I think a slight variation of this sounds like a good bet for you.
But when you "open" a database, create a temporary copy, and when you
close the database, rename it back to its original name. Then your
backups should be able to easily get a self-consistent (if not up to
the millisecond) snapshot.
My idea was to open all database in read-only mode, except the one for
the last day. So it will be possible to archive these files (except the
last day). No need to make copies. I have also developed an algorithm
that merges the database from the "previous day" with the database of
the "month of the previous day". This happens when a day switch occurs.

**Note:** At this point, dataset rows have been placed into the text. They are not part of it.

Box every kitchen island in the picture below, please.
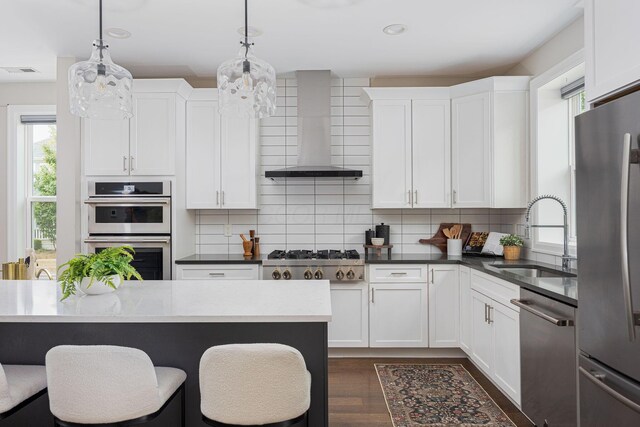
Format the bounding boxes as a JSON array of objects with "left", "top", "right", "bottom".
[{"left": 0, "top": 280, "right": 331, "bottom": 427}]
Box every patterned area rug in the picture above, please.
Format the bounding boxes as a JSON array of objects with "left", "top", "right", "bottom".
[{"left": 375, "top": 364, "right": 515, "bottom": 427}]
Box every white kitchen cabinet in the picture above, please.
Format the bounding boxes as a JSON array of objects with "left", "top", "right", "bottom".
[
  {"left": 459, "top": 265, "right": 473, "bottom": 356},
  {"left": 328, "top": 282, "right": 369, "bottom": 347},
  {"left": 129, "top": 93, "right": 176, "bottom": 175},
  {"left": 428, "top": 264, "right": 460, "bottom": 347},
  {"left": 371, "top": 100, "right": 412, "bottom": 209},
  {"left": 451, "top": 76, "right": 529, "bottom": 208},
  {"left": 584, "top": 0, "right": 640, "bottom": 102},
  {"left": 471, "top": 271, "right": 521, "bottom": 404},
  {"left": 82, "top": 79, "right": 191, "bottom": 176},
  {"left": 176, "top": 264, "right": 260, "bottom": 280},
  {"left": 186, "top": 89, "right": 258, "bottom": 209},
  {"left": 369, "top": 283, "right": 429, "bottom": 347},
  {"left": 364, "top": 88, "right": 451, "bottom": 209}
]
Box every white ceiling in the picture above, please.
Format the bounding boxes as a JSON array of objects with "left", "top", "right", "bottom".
[{"left": 0, "top": 0, "right": 582, "bottom": 82}]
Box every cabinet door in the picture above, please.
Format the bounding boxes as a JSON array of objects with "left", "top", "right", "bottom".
[
  {"left": 371, "top": 100, "right": 412, "bottom": 209},
  {"left": 451, "top": 93, "right": 493, "bottom": 208},
  {"left": 428, "top": 265, "right": 460, "bottom": 347},
  {"left": 459, "top": 266, "right": 472, "bottom": 355},
  {"left": 489, "top": 302, "right": 520, "bottom": 404},
  {"left": 186, "top": 101, "right": 220, "bottom": 209},
  {"left": 412, "top": 99, "right": 451, "bottom": 208},
  {"left": 584, "top": 0, "right": 640, "bottom": 101},
  {"left": 220, "top": 115, "right": 258, "bottom": 209},
  {"left": 369, "top": 283, "right": 429, "bottom": 347},
  {"left": 328, "top": 282, "right": 369, "bottom": 347},
  {"left": 130, "top": 93, "right": 176, "bottom": 175},
  {"left": 471, "top": 289, "right": 493, "bottom": 376},
  {"left": 82, "top": 119, "right": 129, "bottom": 176}
]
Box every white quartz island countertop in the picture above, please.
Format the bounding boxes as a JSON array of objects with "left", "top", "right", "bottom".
[{"left": 0, "top": 280, "right": 331, "bottom": 323}]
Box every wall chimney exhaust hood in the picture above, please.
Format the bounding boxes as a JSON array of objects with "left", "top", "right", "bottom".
[{"left": 265, "top": 70, "right": 362, "bottom": 179}]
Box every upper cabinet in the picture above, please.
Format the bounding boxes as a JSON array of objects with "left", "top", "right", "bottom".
[
  {"left": 584, "top": 0, "right": 640, "bottom": 102},
  {"left": 186, "top": 89, "right": 258, "bottom": 209},
  {"left": 363, "top": 77, "right": 529, "bottom": 209},
  {"left": 451, "top": 77, "right": 529, "bottom": 208},
  {"left": 82, "top": 79, "right": 191, "bottom": 176},
  {"left": 364, "top": 88, "right": 451, "bottom": 209}
]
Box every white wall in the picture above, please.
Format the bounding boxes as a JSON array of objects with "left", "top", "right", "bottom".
[
  {"left": 507, "top": 17, "right": 584, "bottom": 76},
  {"left": 0, "top": 82, "right": 56, "bottom": 262}
]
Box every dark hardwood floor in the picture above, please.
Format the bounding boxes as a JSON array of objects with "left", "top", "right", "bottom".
[{"left": 329, "top": 358, "right": 532, "bottom": 427}]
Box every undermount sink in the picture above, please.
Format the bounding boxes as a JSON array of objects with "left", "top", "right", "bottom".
[{"left": 491, "top": 264, "right": 576, "bottom": 278}]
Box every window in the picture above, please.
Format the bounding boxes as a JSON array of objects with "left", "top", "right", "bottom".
[
  {"left": 531, "top": 54, "right": 587, "bottom": 255},
  {"left": 20, "top": 115, "right": 57, "bottom": 276}
]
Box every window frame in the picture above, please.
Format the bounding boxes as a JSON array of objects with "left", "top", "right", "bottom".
[{"left": 527, "top": 49, "right": 585, "bottom": 256}]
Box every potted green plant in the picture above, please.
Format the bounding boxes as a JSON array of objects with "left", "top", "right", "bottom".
[
  {"left": 58, "top": 246, "right": 142, "bottom": 300},
  {"left": 500, "top": 234, "right": 524, "bottom": 261}
]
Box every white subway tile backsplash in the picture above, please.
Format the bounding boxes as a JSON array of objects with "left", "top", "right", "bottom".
[{"left": 196, "top": 78, "right": 524, "bottom": 256}]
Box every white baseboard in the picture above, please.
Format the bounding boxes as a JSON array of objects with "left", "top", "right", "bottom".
[{"left": 329, "top": 348, "right": 467, "bottom": 359}]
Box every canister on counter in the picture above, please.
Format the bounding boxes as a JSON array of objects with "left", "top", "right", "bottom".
[{"left": 376, "top": 222, "right": 391, "bottom": 245}]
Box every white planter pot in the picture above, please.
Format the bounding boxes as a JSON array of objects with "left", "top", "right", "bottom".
[{"left": 78, "top": 275, "right": 121, "bottom": 295}]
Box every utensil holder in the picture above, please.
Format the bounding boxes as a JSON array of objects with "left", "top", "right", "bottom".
[{"left": 447, "top": 239, "right": 462, "bottom": 256}]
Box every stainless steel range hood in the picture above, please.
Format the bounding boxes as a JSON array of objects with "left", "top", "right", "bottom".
[{"left": 265, "top": 70, "right": 362, "bottom": 179}]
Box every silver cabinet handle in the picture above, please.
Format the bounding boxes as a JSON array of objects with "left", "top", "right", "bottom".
[
  {"left": 511, "top": 298, "right": 574, "bottom": 326},
  {"left": 578, "top": 366, "right": 640, "bottom": 413},
  {"left": 620, "top": 133, "right": 636, "bottom": 341}
]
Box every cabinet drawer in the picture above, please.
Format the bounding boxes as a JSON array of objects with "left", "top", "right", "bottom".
[
  {"left": 369, "top": 264, "right": 427, "bottom": 283},
  {"left": 177, "top": 265, "right": 259, "bottom": 280},
  {"left": 471, "top": 270, "right": 520, "bottom": 311}
]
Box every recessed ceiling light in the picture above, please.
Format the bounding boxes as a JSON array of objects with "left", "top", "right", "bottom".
[
  {"left": 382, "top": 24, "right": 407, "bottom": 36},
  {"left": 104, "top": 28, "right": 131, "bottom": 39},
  {"left": 238, "top": 25, "right": 262, "bottom": 37}
]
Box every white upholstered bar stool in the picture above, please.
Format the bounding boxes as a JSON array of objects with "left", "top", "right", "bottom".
[
  {"left": 45, "top": 345, "right": 187, "bottom": 427},
  {"left": 199, "top": 344, "right": 311, "bottom": 427},
  {"left": 0, "top": 364, "right": 47, "bottom": 420}
]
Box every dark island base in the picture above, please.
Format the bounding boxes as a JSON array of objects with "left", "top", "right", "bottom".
[{"left": 0, "top": 323, "right": 329, "bottom": 427}]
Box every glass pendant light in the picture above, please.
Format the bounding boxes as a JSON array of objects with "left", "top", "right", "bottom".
[
  {"left": 69, "top": 0, "right": 133, "bottom": 120},
  {"left": 218, "top": 0, "right": 276, "bottom": 118}
]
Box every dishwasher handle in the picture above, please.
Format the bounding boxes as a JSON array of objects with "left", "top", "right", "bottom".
[{"left": 511, "top": 298, "right": 574, "bottom": 326}]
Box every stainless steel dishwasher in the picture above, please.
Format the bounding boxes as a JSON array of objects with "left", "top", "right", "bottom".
[{"left": 511, "top": 289, "right": 578, "bottom": 427}]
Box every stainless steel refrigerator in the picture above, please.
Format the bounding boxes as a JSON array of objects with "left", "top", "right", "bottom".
[{"left": 576, "top": 92, "right": 640, "bottom": 427}]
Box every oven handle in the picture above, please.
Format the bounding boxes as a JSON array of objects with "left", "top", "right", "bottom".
[
  {"left": 84, "top": 197, "right": 171, "bottom": 206},
  {"left": 84, "top": 239, "right": 170, "bottom": 244}
]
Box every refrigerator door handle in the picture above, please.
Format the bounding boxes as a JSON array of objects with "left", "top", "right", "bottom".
[
  {"left": 578, "top": 366, "right": 640, "bottom": 413},
  {"left": 620, "top": 133, "right": 636, "bottom": 341}
]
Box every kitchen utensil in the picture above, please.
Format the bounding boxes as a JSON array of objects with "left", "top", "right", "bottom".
[
  {"left": 371, "top": 237, "right": 384, "bottom": 246},
  {"left": 376, "top": 222, "right": 391, "bottom": 245},
  {"left": 242, "top": 238, "right": 253, "bottom": 257},
  {"left": 364, "top": 229, "right": 376, "bottom": 245}
]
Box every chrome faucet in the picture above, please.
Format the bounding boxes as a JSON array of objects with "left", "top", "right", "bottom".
[{"left": 524, "top": 194, "right": 576, "bottom": 270}]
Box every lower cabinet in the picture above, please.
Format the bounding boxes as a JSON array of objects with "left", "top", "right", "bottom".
[
  {"left": 427, "top": 264, "right": 460, "bottom": 347},
  {"left": 470, "top": 271, "right": 521, "bottom": 404},
  {"left": 176, "top": 264, "right": 260, "bottom": 280},
  {"left": 369, "top": 282, "right": 429, "bottom": 347},
  {"left": 328, "top": 282, "right": 369, "bottom": 348}
]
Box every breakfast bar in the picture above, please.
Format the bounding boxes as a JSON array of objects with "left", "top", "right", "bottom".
[{"left": 0, "top": 280, "right": 331, "bottom": 427}]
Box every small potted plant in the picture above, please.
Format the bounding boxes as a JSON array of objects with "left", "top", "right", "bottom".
[
  {"left": 500, "top": 234, "right": 524, "bottom": 261},
  {"left": 58, "top": 246, "right": 142, "bottom": 300}
]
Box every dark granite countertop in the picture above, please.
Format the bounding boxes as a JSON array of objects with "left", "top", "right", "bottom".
[{"left": 176, "top": 254, "right": 578, "bottom": 307}]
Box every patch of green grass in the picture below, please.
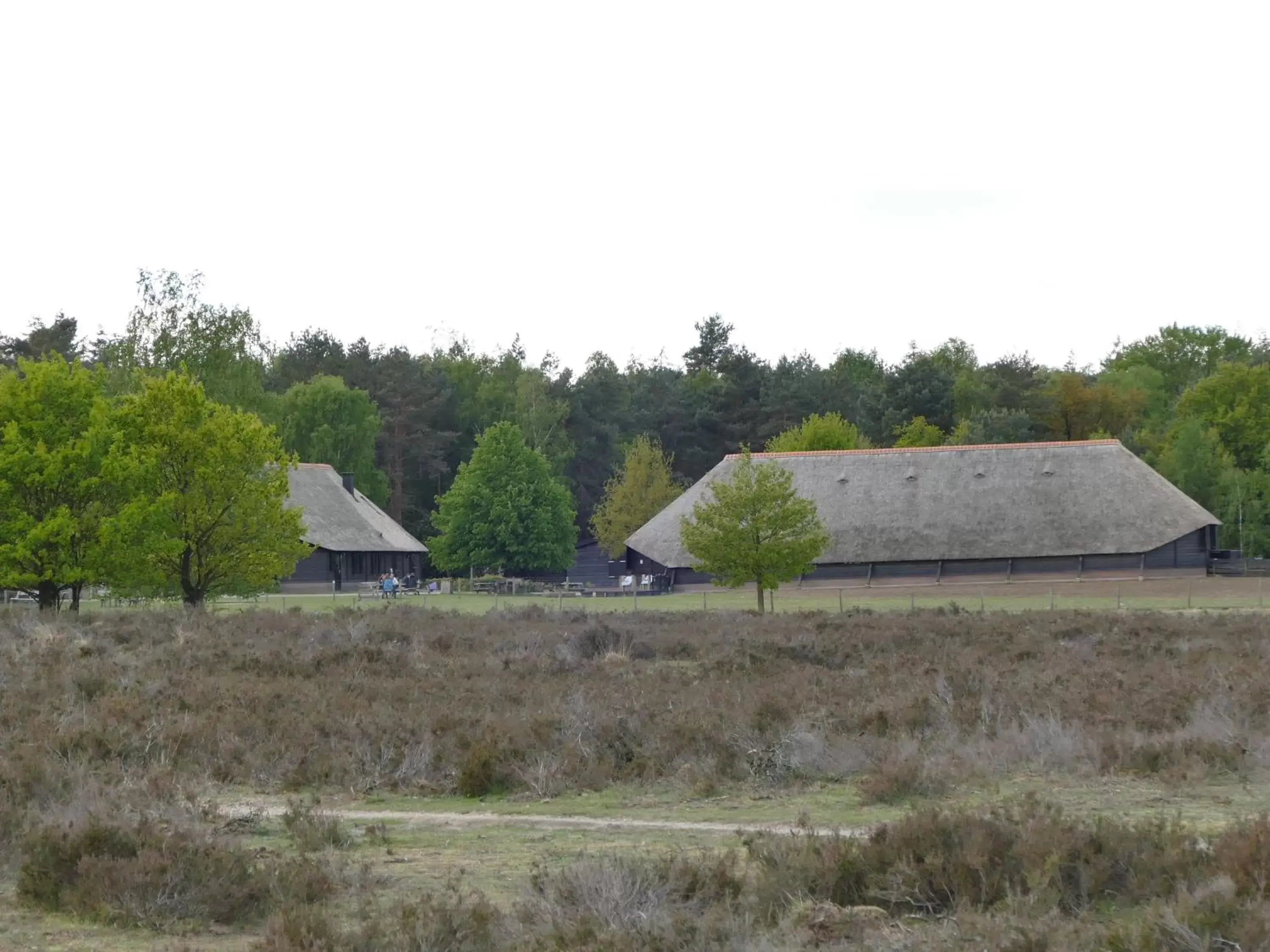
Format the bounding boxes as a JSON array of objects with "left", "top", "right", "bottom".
[
  {"left": 358, "top": 783, "right": 904, "bottom": 826},
  {"left": 57, "top": 578, "right": 1270, "bottom": 614}
]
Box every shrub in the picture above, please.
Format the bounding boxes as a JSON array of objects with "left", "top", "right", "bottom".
[
  {"left": 17, "top": 819, "right": 334, "bottom": 929},
  {"left": 282, "top": 800, "right": 353, "bottom": 853},
  {"left": 456, "top": 736, "right": 504, "bottom": 797}
]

The algorithm detects this, and it can merge the database and at the
same time, log messages can be added. The service is only suspended two
times a day, when fragmented and defragged database are switched. But
that is only a single "file rename" operation and it takes less than 0.1
seconds to do. So the alg. is ready. I can implement it. But It is not
easy to do it. I can spend many days with it and then it may turn out
that it is not that efficient than I thought.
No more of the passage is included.